“We’ll be running in the same circles soon, lordy. You mark my words.”
“I don’t doubt it.”
Tommy’s keen gaze raked over Lando’s beautifully cut travelling attire, his foxy features turning lascivious. “You look good enough to eat.”
A fortnight earlier, Lando would have been sorely tempted. “At risk of disappointing you, on this occasion you may have to…ah…dine elsewhere. I am here with a very different sort of proposition, I’m afraid. Your purse will approve, even if—” He flicked his eyes down to Tommy’s nether regions. “—other parts of you are chagrined.”
Tommy grinned, uncaring. He was never short on bedfellows. “So you’ve finally taken Robert’s advice and found something to occupy your time?”
“Yes.”
“Good. I’ve been worried about you, lordy. You’ve been so lonely.”
Lonely? How inadequate that one word always sounded. As if Lando didn’t know his own bed.
“Yes, I have.”
“Is the new project a fella? It is, isn’t it?” Tommy’s eyes gleamed. “The lucky bugger. That’s what’s got you looking so well.”

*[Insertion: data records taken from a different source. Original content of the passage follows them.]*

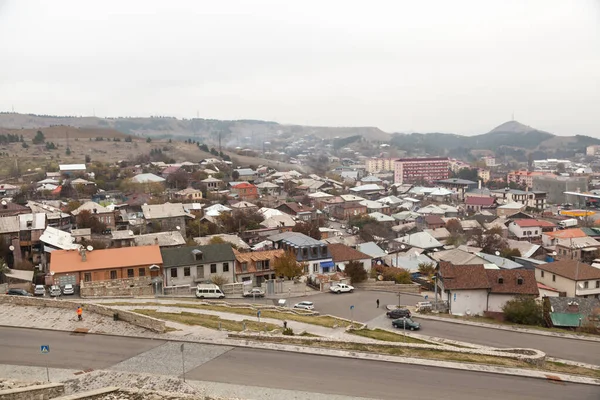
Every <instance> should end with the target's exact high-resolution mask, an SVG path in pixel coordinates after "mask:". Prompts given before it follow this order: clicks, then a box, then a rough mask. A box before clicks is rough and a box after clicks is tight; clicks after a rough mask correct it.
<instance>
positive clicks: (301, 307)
mask: <svg viewBox="0 0 600 400" xmlns="http://www.w3.org/2000/svg"><path fill="white" fill-rule="evenodd" d="M294 308H302V309H304V310H314V309H315V305H314V304H313V302H312V301H301V302H300V303H296V304H294Z"/></svg>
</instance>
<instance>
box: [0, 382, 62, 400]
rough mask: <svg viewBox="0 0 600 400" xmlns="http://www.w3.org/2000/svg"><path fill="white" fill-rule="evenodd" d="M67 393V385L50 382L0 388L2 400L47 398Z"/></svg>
mask: <svg viewBox="0 0 600 400" xmlns="http://www.w3.org/2000/svg"><path fill="white" fill-rule="evenodd" d="M63 394H65V385H63V384H62V383H49V384H47V385H35V386H25V387H20V388H15V389H7V390H0V400H46V399H54V398H55V397H59V396H62V395H63Z"/></svg>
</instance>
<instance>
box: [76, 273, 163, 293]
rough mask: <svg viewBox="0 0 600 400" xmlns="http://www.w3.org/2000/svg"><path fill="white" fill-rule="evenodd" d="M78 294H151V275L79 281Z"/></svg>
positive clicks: (151, 282) (152, 291)
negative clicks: (103, 279) (106, 279)
mask: <svg viewBox="0 0 600 400" xmlns="http://www.w3.org/2000/svg"><path fill="white" fill-rule="evenodd" d="M79 294H80V295H81V297H140V296H152V295H153V294H154V289H153V286H152V278H151V277H149V276H140V277H136V278H125V279H113V280H107V281H95V282H81V285H80V287H79Z"/></svg>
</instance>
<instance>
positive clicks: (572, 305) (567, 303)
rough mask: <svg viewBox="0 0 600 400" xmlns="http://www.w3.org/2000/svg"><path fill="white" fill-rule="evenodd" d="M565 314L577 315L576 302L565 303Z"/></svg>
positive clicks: (577, 309) (574, 301)
mask: <svg viewBox="0 0 600 400" xmlns="http://www.w3.org/2000/svg"><path fill="white" fill-rule="evenodd" d="M567 306H568V307H567V312H569V313H579V303H577V302H576V301H570V302H568V303H567Z"/></svg>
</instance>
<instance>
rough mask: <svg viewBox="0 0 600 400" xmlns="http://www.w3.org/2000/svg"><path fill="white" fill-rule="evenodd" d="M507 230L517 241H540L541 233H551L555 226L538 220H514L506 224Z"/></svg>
mask: <svg viewBox="0 0 600 400" xmlns="http://www.w3.org/2000/svg"><path fill="white" fill-rule="evenodd" d="M508 230H509V232H510V233H512V234H513V235H514V236H515V237H516V238H517V239H518V240H534V241H541V239H542V232H553V231H555V230H556V225H555V224H553V223H552V222H548V221H544V220H540V219H516V220H514V221H512V222H510V223H509V224H508Z"/></svg>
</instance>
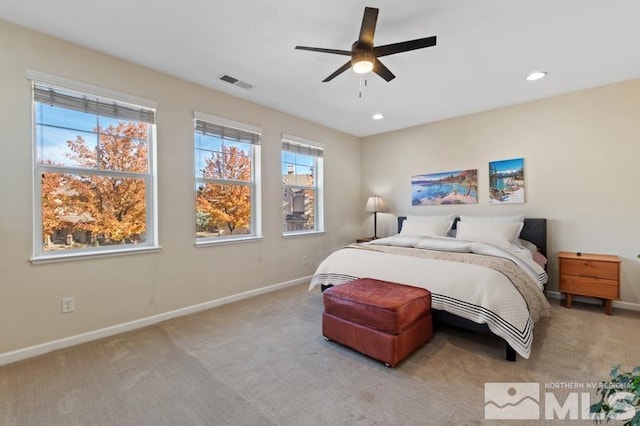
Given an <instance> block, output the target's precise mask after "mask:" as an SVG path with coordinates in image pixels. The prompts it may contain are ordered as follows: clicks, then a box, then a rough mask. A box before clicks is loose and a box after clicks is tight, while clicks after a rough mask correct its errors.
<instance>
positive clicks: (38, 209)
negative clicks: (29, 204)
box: [27, 70, 160, 264]
mask: <svg viewBox="0 0 640 426" xmlns="http://www.w3.org/2000/svg"><path fill="white" fill-rule="evenodd" d="M27 80H29V82H30V87H29V93H30V96H31V109H32V111H31V113H32V115H31V131H32V144H31V147H32V161H31V164H32V176H33V182H32V195H33V211H32V213H33V218H32V226H33V243H32V246H33V251H32V256H31V258H30V259H29V260H30V262H31V263H33V264H40V263H51V262H59V261H67V260H78V259H84V258H92V257H108V256H121V255H128V254H138V253H144V252H156V251H159V250H160V245H159V241H158V229H157V223H158V209H157V170H156V163H157V161H156V123H155V120H154V122H153V123H148V134H147V144H148V146H147V162H148V164H147V166H148V167H147V172H146V173H138V172H130V171H116V170H108V169H107V170H101V169H96V168H83V167H70V166H55V165H47V164H44V163H42V164H41V163H40V162H39V158H38V157H39V155H38V153H39V149H38V142H39V138H38V135H37V122H36V109H37V103H41V102H39V101H36V100H35V99H34V86H35V85H36V84H37V85H39V86H45V87H50V88H52V89H54V90H55V89H58V90H62V91H70V92H74V93H75V94H78V95H81V96H87V97H91V98H95V99H99V100H101V101H109V102H114V103H116V104H117V105H121V106H127V107H132V108H139V109H141V110H146V111H147V112H148V113H152V114H153V116H154V117H155V114H156V107H157V102H155V101H152V100H148V99H144V98H140V97H137V96H133V95H129V94H125V93H121V92H116V91H113V90H110V89H104V88H101V87H97V86H93V85H90V84H86V83H82V82H77V81H73V80H69V79H66V78H62V77H58V76H54V75H50V74H46V73H41V72H38V71H33V70H27ZM94 114H95V113H94ZM95 115H98V116H102V115H99V114H95ZM102 117H105V116H102ZM43 173H57V174H70V175H77V176H82V175H92V176H104V177H108V178H128V179H131V178H133V179H141V180H143V181H144V184H145V191H144V192H145V194H144V197H145V212H146V217H145V241H144V242H142V243H138V244H124V245H107V246H102V247H93V246H89V247H83V248H80V249H70V250H60V251H46V250H44V243H43V238H44V235H43V232H42V226H43V216H42V179H41V178H42V174H43Z"/></svg>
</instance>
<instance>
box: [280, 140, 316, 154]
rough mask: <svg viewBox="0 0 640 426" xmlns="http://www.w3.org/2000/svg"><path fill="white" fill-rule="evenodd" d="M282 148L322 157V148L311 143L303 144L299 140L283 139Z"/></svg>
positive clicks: (287, 150)
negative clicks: (286, 140)
mask: <svg viewBox="0 0 640 426" xmlns="http://www.w3.org/2000/svg"><path fill="white" fill-rule="evenodd" d="M282 149H283V150H284V151H288V152H295V153H297V154H304V155H311V156H313V157H322V148H318V147H315V146H310V145H303V144H300V143H297V142H291V141H285V140H283V141H282Z"/></svg>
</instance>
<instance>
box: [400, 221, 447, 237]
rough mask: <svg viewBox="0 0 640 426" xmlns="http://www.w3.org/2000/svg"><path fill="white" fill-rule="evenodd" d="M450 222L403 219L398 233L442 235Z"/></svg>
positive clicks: (442, 235)
mask: <svg viewBox="0 0 640 426" xmlns="http://www.w3.org/2000/svg"><path fill="white" fill-rule="evenodd" d="M451 223H452V222H445V221H444V220H405V221H404V222H403V223H402V229H401V230H400V235H403V236H408V235H411V236H416V235H421V236H425V237H444V236H445V235H447V232H449V229H450V228H451Z"/></svg>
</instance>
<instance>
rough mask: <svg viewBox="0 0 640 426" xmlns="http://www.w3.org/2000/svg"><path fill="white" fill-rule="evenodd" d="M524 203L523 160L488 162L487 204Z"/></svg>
mask: <svg viewBox="0 0 640 426" xmlns="http://www.w3.org/2000/svg"><path fill="white" fill-rule="evenodd" d="M518 203H524V158H514V159H511V160H501V161H491V162H489V204H518Z"/></svg>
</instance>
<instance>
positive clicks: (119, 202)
mask: <svg viewBox="0 0 640 426" xmlns="http://www.w3.org/2000/svg"><path fill="white" fill-rule="evenodd" d="M95 131H96V132H97V133H98V143H97V145H96V146H95V147H91V146H88V145H87V142H86V141H85V140H84V139H83V137H82V136H77V137H76V139H75V140H72V141H67V145H68V147H69V149H70V150H71V153H69V154H67V157H68V158H69V159H71V160H74V161H75V162H76V163H77V164H78V166H80V167H82V168H86V169H97V170H112V171H118V172H134V173H147V170H148V140H147V125H146V124H145V123H130V122H119V123H118V124H116V125H110V126H109V127H107V128H106V129H102V128H100V127H98V128H97V129H95ZM68 185H69V189H70V190H71V191H73V192H74V193H75V194H77V195H76V196H74V197H73V199H72V200H69V204H70V205H69V208H70V209H73V210H74V211H75V212H76V214H81V213H82V214H85V215H87V216H89V217H90V218H91V220H87V221H83V222H78V223H77V224H76V228H77V229H79V230H84V231H89V232H91V233H92V234H93V235H100V236H102V237H103V238H104V239H105V240H106V241H107V242H115V243H119V242H123V241H124V240H127V239H128V240H130V241H132V242H135V241H137V239H138V238H139V236H140V234H142V233H143V232H144V231H145V229H146V205H145V182H144V180H143V179H140V178H137V177H121V176H105V175H94V174H83V175H76V176H74V178H73V179H70V182H69V183H68Z"/></svg>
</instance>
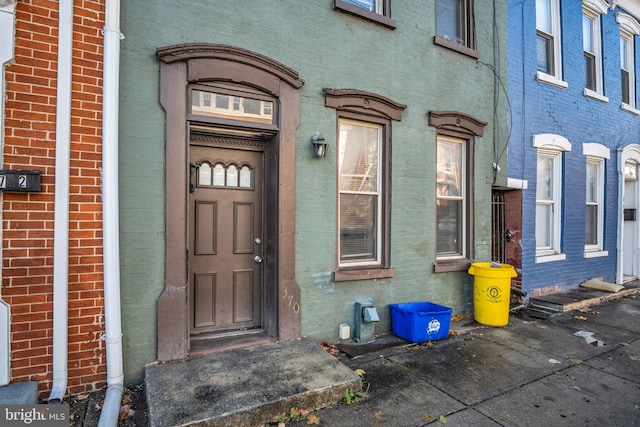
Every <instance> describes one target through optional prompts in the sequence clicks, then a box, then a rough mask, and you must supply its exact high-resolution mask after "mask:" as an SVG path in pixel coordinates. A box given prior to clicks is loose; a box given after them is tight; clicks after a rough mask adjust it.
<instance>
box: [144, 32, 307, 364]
mask: <svg viewBox="0 0 640 427" xmlns="http://www.w3.org/2000/svg"><path fill="white" fill-rule="evenodd" d="M156 54H157V56H158V59H159V61H160V103H161V105H162V107H163V108H164V110H165V113H166V132H165V139H166V140H165V149H166V167H165V179H166V181H165V182H166V192H165V227H166V235H165V239H166V240H165V284H164V290H163V292H162V294H161V295H160V297H159V298H158V300H157V309H158V312H157V313H158V316H157V327H158V335H157V336H158V347H157V351H158V354H157V357H158V360H159V361H168V360H175V359H183V358H186V357H187V356H188V351H189V346H190V340H189V323H188V322H189V310H188V307H189V299H188V288H189V278H188V259H187V249H188V220H189V217H188V205H187V203H188V185H189V182H188V180H189V168H188V164H189V161H188V159H189V138H190V137H191V133H192V132H191V131H190V130H189V122H188V111H187V101H188V96H187V94H188V86H189V84H191V83H196V82H203V81H222V82H224V81H226V82H233V83H234V84H239V85H246V86H249V87H252V88H254V89H258V90H260V91H262V92H264V93H265V94H269V95H271V96H273V97H275V98H276V99H277V101H278V105H279V113H278V114H279V118H280V120H279V123H278V126H277V129H275V132H276V133H275V136H274V137H273V138H272V139H271V140H270V142H269V143H268V144H267V146H266V151H265V169H268V170H270V171H272V173H269V172H267V174H266V176H265V195H266V197H265V205H266V206H272V209H265V215H267V217H265V230H264V231H265V233H267V234H268V235H269V236H270V238H269V239H267V238H265V247H264V251H265V254H266V253H270V254H273V255H272V257H271V259H270V260H269V262H268V265H270V266H271V267H270V268H265V277H264V281H265V290H266V291H268V292H267V293H266V294H265V296H264V306H265V307H269V308H268V310H267V313H264V314H265V318H264V319H263V329H264V330H265V332H266V333H268V334H269V335H271V336H273V337H274V338H276V339H279V340H284V341H286V340H291V339H294V338H298V337H299V336H300V325H301V322H300V286H299V285H298V283H297V282H296V281H295V264H294V260H295V228H294V226H293V224H295V169H296V163H295V160H296V129H297V128H298V125H299V124H300V96H301V95H300V89H301V87H302V85H303V84H304V81H303V80H302V79H301V78H300V76H299V75H298V73H297V72H295V71H294V70H292V69H291V68H289V67H287V66H285V65H283V64H281V63H279V62H277V61H275V60H273V59H270V58H268V57H266V56H263V55H260V54H258V53H255V52H251V51H249V50H246V49H242V48H238V47H234V46H229V45H221V44H209V43H189V44H180V45H173V46H167V47H162V48H158V49H157V51H156ZM180 200H182V201H183V203H177V202H176V201H180ZM265 267H266V266H265ZM281 302H282V303H281Z"/></svg>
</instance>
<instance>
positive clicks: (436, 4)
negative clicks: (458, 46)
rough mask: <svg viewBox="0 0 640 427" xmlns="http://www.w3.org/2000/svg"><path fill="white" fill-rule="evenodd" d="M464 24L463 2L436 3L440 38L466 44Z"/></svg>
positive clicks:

Black curls escaping from a velvet ribbon danced before Lando’s eyes. Curls smelling of country air and sweet caramel. Lando shook the image away. A basic bodily need, that was all Mr Angel was filling. “No, although I have found myself a temporary distraction.”
A language Tommy understood very well.
“More importantly,” Lando continued, “I have a job for you, Tommy. One I think you’re going to enjoy very much, and I’ll pay you handsomely. Ah…how’s your American accent?”
Affecting a slouch, Tommy slapped his thigh and then pulled at the kerchief loosely tied around his neck. “Pretty darned good, Lord Rossingley,” he boomed in the tones of a man thrice his size. Despite the buckle heels, the tricorn, and one cheek thick with rouge and the other as pale as nature intended, the transformation was uncanny. “Pretty darned good.”
*
“I TRUST OURhouseguest is being well looked after by Jasper?”
“They haven’t descended to fisticuffs yet, if that’s what you mean,” answered Pritchard drily.
Seated at his dressing table in the grey banyan so admired by Angel, Lando examined his reflection and found it satisfactory. Fine fettle indeed. Over by the chest, Pritchard laid out his attire for the evening.
“And what does Jasper have to report?” Lando asked.
“That Mr Angel looks very fetching in his new wool tailcoat,” answered Pritchard. “He assures me it will be to your liking. As will the peach figured silk waistcoat.”
“You know that’s not what I mean, though I’m thrilled to hear it.” Idly, Lando riffled through a box of cravat pins. “They were gone for five hours, and Mr Angel is perfectly proportioned. My efficient tailor would have completed the job in under three.”
“They ran another errand afterwards,” admitted Pritchard. “But Jasper didn’t want you to worry yourself, my lord. Not now you are quite well.”
Through the mirror, Lando gave him a look of disdain. “I’m a thirty-four-year-old earl, Pritchard. I do not need coddling.” Sometimes, Lando wondered whether he was actually in charge of anything. “Has it not occurred to Jasper that Mr Angel’s wellbeing might contribute to my own current state of health? What is this terrible thing he thought he might need to hide from me?”
“Mr Angel’s abode,” said Pritchard shortly. “It’s not the most salubrious.”
“Silly me. I’d been assuming he resided in a palace. Where is it?”
“Sindell Street, my lord. But a stone toss from St Giles.” Pritchard’s tone suggested a cave might have been better. Throwing Lando a dark look and pausing for dramatic effect, he lowered his voice. “But there’s more.”
“Out with it then, man. Don’t worry. I shan’t have a fit of the vapours.”
“A boy is watching his lodgings. He’s in the pay of a Bow Street runner to report when Mr Angel is back in town. Jasper wagers there’s a beggar in the runner’s employ too.”
“And may I enquire how Jasper extracted that information from the boy?”
“Painfully, I believe. But, alas, not enough to scare him off. The boy is being rewarded too well. Jasper is of the belief he will continue to report Mr Angel’s comings and goings.”